Fenran la contemplaba fijamente, paralizado. Un músculo de su mandíbula se movía frenéticamente, fuera de control, y parecía como si intentara hablar pero no pudiera. Niahrin sintió que la cabeza le daba vueltas. ¿Qué era lo que ella había dicho? ¿Qué era lo que había hecho? Las palabras habían brotado de ella, pero no podía recordarlas...

Sin previo aviso, la figura del lecho que tenía enfrente se disolvió, pareció resquebrajarse como una figura de yeso. Por un instante recibió una fugaz imagen aterradora de un hombre tan viejo que no era más que un esqueleto viviente, sin pelo y descarnado; luego el joven Fenran regresó... pero era un Fenran que ella no había visto nunca, de boca bondadosa y mirada cálida; un joven apuesto que no había sido corrompido por la codicia ni la crueldad ni las intrigas. El hijo del norte, amigo y amante, a quien la princesa Anghara había entregado su corazón.

—Por favor..., no comprendo... —dijo el joven, con una voz tan llena de dolor y perplejidad que arrancó lágrimas de los ojos de la bruja.

Y la máscara volvió a hacerse añicos. El anciano y demente Perd había regresado, y sus labios estaban salpicados de saliva cuando se lanzó al frente, forcejeando con sus ligaduras y gritando al rostro de Niahrin.

—Pero ¡ella comprende! ¡Ella comprende! ¡Pregúntale..., haz que te lo diga! ¡Haz que interprete el aisling, y entonces recordará, y recuperará lo que es legítimamente suyo!

Alguien había vuelto a colocar el parche sobre el ojo izquierdo de Niahrin e intentaba ahora hacer que la bruja bebiera un sorbo de vino, pero ella no quería y por fin recuperó el suficiente control de sus músculos para apartar con suavidad la copa que se le ofrecía. Impresiones y recuerdos giraban en su memoria como bolas de lino enredadas por una carnada de traviesos gatitos; recordaba vagamente haber visto a Jes sentado sobre la figura convulsa y forcejeante de Perd, inmovilizándolo mientras Moragh obligaba al anciano a tragar algo, pero el alboroto había cesado ahora y el sótano estaba en silencio. La bruja miró a su alrededor aturdida, parpadeando; entonces, para su sorpresa, escuchó cómo su propia voz decía con toda claridad:

—¿Fenran?

—Se ha ido. —Una mano, la de Jes, pensó, le tocó la frente y la voz del bardo dijo—: Creo que tiene fiebre, alteza. No me extraña, después...
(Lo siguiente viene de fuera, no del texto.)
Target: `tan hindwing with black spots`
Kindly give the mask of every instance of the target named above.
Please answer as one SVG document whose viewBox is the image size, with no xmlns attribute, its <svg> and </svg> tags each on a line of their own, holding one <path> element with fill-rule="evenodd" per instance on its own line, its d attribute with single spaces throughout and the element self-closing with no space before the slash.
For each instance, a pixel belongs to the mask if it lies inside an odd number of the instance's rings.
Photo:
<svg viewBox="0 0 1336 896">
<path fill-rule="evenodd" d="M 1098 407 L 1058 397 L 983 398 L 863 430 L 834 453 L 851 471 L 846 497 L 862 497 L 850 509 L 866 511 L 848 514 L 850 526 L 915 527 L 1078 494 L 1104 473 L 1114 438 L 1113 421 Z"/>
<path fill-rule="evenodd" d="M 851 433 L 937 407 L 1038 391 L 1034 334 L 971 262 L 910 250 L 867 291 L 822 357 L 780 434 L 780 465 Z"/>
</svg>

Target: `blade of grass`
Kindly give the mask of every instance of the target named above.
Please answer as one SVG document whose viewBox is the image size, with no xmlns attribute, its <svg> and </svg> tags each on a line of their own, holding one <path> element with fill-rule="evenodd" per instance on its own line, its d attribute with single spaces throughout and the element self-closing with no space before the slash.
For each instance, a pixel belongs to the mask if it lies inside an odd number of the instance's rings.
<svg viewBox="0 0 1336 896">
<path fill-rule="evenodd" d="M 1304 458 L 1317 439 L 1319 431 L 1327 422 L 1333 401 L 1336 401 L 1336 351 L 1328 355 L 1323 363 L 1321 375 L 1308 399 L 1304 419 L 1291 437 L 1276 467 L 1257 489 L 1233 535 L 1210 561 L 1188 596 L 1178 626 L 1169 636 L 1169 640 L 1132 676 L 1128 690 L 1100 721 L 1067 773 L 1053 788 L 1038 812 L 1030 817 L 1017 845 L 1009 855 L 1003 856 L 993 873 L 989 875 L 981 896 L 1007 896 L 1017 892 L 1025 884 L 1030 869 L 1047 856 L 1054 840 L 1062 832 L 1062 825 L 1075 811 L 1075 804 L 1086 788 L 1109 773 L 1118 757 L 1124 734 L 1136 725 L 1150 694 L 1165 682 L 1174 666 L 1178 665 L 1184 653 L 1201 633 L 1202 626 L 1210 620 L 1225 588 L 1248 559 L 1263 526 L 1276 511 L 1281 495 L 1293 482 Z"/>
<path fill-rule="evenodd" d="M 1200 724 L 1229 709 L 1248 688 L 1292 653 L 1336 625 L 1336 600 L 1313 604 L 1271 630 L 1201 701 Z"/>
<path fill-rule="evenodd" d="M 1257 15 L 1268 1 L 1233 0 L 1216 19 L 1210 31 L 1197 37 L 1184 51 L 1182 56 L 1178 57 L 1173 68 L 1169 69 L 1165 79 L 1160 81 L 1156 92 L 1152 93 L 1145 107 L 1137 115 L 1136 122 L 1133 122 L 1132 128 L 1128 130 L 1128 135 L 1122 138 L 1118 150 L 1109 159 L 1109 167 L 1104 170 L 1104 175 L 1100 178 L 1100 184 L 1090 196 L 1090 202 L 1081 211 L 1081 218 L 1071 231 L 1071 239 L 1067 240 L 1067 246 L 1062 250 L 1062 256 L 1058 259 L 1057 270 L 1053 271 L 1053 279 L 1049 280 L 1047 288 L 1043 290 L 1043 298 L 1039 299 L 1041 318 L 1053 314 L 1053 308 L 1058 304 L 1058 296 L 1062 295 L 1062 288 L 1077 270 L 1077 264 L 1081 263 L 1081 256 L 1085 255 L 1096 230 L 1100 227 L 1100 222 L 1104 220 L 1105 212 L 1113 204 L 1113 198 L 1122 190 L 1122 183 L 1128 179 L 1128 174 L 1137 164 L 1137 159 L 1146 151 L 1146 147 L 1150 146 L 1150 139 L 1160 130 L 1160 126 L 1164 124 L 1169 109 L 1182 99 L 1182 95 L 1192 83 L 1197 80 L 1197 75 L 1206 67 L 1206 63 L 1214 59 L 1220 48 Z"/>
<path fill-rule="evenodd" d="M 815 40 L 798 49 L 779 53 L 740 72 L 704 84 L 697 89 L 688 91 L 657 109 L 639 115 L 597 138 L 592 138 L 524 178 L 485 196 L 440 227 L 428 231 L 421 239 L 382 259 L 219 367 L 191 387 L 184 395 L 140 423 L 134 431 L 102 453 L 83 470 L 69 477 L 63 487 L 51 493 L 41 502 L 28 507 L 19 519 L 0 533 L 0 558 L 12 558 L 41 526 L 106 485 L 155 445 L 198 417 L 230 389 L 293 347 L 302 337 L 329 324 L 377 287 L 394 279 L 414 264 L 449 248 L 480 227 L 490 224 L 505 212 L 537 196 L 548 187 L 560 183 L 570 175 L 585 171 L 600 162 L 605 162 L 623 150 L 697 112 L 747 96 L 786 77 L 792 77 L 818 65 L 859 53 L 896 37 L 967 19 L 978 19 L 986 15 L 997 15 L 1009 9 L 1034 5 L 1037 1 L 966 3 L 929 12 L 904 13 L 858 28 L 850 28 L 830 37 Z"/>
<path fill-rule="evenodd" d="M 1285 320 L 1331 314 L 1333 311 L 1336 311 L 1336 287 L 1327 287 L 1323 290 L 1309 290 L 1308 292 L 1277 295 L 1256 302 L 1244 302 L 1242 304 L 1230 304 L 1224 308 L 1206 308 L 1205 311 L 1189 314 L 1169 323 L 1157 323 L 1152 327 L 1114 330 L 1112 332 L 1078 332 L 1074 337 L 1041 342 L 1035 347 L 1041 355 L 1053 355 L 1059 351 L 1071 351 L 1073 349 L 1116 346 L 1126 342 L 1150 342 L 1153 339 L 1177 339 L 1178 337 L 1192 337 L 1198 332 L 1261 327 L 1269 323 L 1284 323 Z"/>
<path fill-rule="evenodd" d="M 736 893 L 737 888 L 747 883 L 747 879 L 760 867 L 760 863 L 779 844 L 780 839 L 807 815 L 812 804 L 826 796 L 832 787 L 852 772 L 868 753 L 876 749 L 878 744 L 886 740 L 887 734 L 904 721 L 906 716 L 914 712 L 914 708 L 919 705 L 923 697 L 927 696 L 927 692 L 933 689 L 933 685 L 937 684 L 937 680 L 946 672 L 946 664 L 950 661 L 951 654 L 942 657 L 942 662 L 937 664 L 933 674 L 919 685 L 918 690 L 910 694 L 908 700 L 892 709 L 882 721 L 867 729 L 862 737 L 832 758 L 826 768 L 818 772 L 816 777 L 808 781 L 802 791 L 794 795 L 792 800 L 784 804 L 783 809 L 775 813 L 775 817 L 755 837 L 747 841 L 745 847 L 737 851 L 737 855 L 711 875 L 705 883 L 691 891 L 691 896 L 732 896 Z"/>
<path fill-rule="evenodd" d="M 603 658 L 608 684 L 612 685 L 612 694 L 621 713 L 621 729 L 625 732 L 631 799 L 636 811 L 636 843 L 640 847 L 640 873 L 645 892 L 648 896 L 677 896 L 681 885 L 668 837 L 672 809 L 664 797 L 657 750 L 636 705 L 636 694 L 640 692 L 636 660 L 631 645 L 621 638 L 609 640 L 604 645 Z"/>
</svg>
—No, no. —Niahrin intentó ponerse en pie (¿cómo era que estaba sentada en el suelo con la espalda apoyada contra la pared?), pero el esfuerzo estaba más allá de sus posibilidades y volvió a dejarse caer—. Estoy bien —insistió—. No tengo fiebre. No era más que un... un eco, en mi cerebro. —Su visión se aclaraba ya y descubrió que las lámparas volvían a estar encendidas y el sótano puesto de nuevo en orden. ¿Había estado desordenado? No lo recordaba... Alguien había tapado la rueda de hilar, y no se veía ni rastro de la cuerda de lino llena de nudos.

—Perd —murmuró.

—Duerme. —Era la voz de Moragh—. No le ha sucedido nada, creo. Está agotado, pero nada más. Cuando despierte dudo que recuerde siquiera lo sucedido.

Jes seguía mirando a la bruja.

—Creo que deberíamos llevarla a su habitación, alteza —sugirió en un aparte que Niahrin captó—. Diga lo que diga, esto la ha extenuado. Tiene el rostro gris.

Niahrin intentó dar una rápida réplica festiva a eso, pero se vio atenazada de repente por unos terribles retortijones intestinales. Se dobló al frente, jadeando y maldiciendo llena de sorpresa y dolor, y Moragh apareció casi al instante junto a ella, ayudando a Jes a ponerla en pie.

—Dulce Madre Tierra... —farfulló Niahrin con los dientes muy apretados—. Me siento...

—¡Chissst! No hay necesidad de hablar. —Jes la rodeó por las costillas con un poderoso brazo—. ¿Puedes mantenerte en pie? ¿Te sostendrán las piernas? Bien, eso está bien. No tardaremos mucho; pronto te tendremos bien cómoda en cama.

—Me siento... —barbotó Niahrin otra vez; y entonces el estómago le dio un vuelco y empezó a vomitar violentamente. Horrorizada, todo lo que tuvo tiempo de pensar fue que se había deshonrado a sí misma, y que Jes y Moragh seguramente la despreciarían, antes de que el sótano pareciera dar una voltereta y, por segunda vez en cuestión de pocos días, se desmayara.